Baptism of fire - new players fight Kissingen (1866)

As if one enthusiastic recruit were not enough, Phil's recent arrival at Oxford Wargames Society has now been followed by Luke and Ben, who joined us for the first time this week. For their swearing-in ceremony, Mark laid on another little-known battle from the Austro-Prussian War of 1866: Kissingen.

At the start of the war, Austria had several allies in west and south Germany, notably Hanover, Bavaria and a composite VIII. Federal Corps of various contingents. These attempted to link up but were forestalled by Prussia's swift destruction of the Hanoverian army at Langensalza (one of my favourite 'training scenarios' for BBB). The Bavarians lost some initial skirmishes and fell back to hold the line of the River Saale. In the battle of Kissingen, the Prussians forced the line of the Saale around Kissingen, then held off a Bavarian counterattack on the heights around Winkels, preventing the Bavarians from joining up with VIII. Corps.

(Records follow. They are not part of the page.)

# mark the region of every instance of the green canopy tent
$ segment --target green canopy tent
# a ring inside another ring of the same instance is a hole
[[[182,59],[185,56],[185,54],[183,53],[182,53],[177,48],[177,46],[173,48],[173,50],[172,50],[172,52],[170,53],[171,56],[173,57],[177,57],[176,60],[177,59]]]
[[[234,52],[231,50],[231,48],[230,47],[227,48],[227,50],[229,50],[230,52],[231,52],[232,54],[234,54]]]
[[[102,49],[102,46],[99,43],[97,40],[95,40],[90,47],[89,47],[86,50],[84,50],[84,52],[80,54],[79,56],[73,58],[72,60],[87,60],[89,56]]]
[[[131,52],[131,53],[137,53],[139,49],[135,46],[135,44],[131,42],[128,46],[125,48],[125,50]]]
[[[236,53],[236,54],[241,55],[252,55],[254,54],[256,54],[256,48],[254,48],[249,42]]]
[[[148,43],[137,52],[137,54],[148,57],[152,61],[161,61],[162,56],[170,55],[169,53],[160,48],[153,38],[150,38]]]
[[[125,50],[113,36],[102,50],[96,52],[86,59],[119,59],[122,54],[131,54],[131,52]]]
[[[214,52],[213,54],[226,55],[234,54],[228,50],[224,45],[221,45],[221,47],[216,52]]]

Some of Mark's Baccus 6mm Bavarians on the parade ground before deployment. He also has some in the soft cap that they wore in 1866 as well as the Raupenhelm. I told him he needs to get flocking - as we all know, beautifying bases makes a difference! - but of course, time spent flocking is time he can't spend writing more excellent scenarios for us.
 
Our game was a jolly romp and a good introduction for our new players, who took the Prussian side along with David B against me and Phil as the Bavarians. I had a bit-part, commanding the screen along the river. My battalion facing Luke and Ben in Kissingen itself was swiftly crushed by needlegun-armed Prussians stampeding across the bridge. My boys further north in Friedrichshall did rather better, holding up von Manteuffel (David) for several hours, much to his frustration ... until I got cocky and advanced my right flank battalion out of its nice defensive position in an objective village (Hausen) behind a river, only to find itself embarrassed, isolated and annihilated.

The serious action was in the centre and left. Flushed with success, Luke's Prussians pushed forward and found themselves in the killing zone of Phil's guns and longer-ranged rifles. His first regiment learned a hard lesson. But more followed, pressing on into Winkels itself while Ben's troops took two objectives on the heights in the south (our left flank).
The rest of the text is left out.